An index is a sorted (or hashed) copy of one or more columns, pointing back to the row. It makes reads faster and writes slower. Every index is a trade-off you sign up for.
B-Tree — the workhorse
The default for every major database. Supports equality (=), range (<, >, BETWEEN), prefix LIKE ('abc%'), and ordered scans. The leaves form a linked list so range scans are cheap.
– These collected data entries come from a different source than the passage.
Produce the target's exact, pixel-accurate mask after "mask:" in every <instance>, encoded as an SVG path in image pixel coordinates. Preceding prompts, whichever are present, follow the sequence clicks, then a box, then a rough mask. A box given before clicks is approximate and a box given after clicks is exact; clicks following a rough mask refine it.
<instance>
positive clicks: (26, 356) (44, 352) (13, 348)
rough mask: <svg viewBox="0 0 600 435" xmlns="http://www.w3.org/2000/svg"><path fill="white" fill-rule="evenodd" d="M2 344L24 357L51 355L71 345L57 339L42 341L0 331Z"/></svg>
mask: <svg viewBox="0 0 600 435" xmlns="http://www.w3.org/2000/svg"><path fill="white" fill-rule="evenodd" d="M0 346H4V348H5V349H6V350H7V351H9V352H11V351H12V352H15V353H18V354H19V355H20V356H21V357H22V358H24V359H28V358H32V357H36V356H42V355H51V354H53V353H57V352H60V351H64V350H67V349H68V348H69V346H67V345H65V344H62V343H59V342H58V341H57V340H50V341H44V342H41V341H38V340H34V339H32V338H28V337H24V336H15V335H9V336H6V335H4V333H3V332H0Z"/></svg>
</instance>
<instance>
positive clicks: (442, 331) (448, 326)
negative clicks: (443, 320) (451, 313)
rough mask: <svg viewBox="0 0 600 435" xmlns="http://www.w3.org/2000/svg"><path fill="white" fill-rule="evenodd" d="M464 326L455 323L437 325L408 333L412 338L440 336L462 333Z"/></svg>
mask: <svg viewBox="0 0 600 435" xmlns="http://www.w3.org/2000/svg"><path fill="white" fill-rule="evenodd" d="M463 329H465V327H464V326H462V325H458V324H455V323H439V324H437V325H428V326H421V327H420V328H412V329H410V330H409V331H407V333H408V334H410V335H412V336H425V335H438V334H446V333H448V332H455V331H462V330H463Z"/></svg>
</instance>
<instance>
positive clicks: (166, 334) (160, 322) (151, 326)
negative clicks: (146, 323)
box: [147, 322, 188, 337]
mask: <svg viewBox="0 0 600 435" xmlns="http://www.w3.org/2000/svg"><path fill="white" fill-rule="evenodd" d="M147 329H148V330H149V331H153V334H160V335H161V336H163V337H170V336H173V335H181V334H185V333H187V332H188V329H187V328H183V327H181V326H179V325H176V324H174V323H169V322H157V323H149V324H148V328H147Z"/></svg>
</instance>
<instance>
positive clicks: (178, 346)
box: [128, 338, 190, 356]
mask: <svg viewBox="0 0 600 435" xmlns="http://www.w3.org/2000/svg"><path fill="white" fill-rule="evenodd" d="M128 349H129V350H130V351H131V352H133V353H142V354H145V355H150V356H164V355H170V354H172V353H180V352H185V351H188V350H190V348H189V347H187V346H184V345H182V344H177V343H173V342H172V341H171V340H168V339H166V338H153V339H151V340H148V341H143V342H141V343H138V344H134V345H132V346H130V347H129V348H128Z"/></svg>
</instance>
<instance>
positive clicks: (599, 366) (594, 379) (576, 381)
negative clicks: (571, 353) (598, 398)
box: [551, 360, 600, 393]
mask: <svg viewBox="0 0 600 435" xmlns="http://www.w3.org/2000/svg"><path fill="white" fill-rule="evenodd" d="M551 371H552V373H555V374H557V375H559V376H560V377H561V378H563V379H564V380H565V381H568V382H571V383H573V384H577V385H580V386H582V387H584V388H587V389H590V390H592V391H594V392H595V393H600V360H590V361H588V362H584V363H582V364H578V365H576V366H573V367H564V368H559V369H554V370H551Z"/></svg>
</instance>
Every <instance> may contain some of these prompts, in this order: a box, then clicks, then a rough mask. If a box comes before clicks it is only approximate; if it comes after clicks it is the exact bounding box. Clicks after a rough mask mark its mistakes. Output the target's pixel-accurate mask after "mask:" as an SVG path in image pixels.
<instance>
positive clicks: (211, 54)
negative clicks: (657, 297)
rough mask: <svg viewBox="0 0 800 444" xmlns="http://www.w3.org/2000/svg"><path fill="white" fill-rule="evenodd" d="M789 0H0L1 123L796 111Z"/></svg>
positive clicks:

CREATE INDEX idx_orders_customer_date ON orders (customer_id, created_at);
-- Uses the index:
SELECT * FROM orders WHERE customer_id = 42 AND created_at > NOW() - INTERVAL '7 days';
-- Also uses it (prefix match on first column):
SELECT * FROM orders WHERE customer_id = 42;
-- Does NOT use it:
SELECT * FROM orders WHERE created_at > NOW() - INTERVAL '7 days';
Rule: a composite index can be used for any prefix of its columns, never a suffix alone. Order matters. Put the most-filtered column first.
Hash — equality only, blazing fast
Unordered, no range support. In Postgres, Hash indexes only make sense for =-heavy columns you never range-scan. Most teams never need them — B-Tree on the same column is already ~O(log n) with better versatility.
Covering index (INCLUDE)
An index that contains every column the query needs can return results without touching the table at all. This is the single biggest optimisation for hot read paths.
CREATE INDEX idx_orders_covering
ON orders (customer_id, created_at) INCLUDE (total, status);
Partial index
An index over a subset of rows. Useful when most rows share one value and the "interesting" minority are queried a lot.
CREATE INDEX idx_pending_orders
ON orders (created_at) WHERE status = 'pending';
Costs
- Every INSERT, UPDATE (on indexed columns), DELETE updates every relevant index.
- Indexes consume disk and buffer-pool memory.
- Bloated or unused indexes hurt write throughput and waste RAM.
How to actually decide
- Run
EXPLAIN ANALYZEon the slow query. - If it's a sequential scan over a large table, you probably need an index.
- If the query filters on multiple columns, look at selectivity — the most selective column goes first.
- Check
pg_stat_user_indexes(or equivalent) periodically and drop indexes withidx_scan = 0.
Adding indexes is the first-year move. Removing indexes is the third-year move.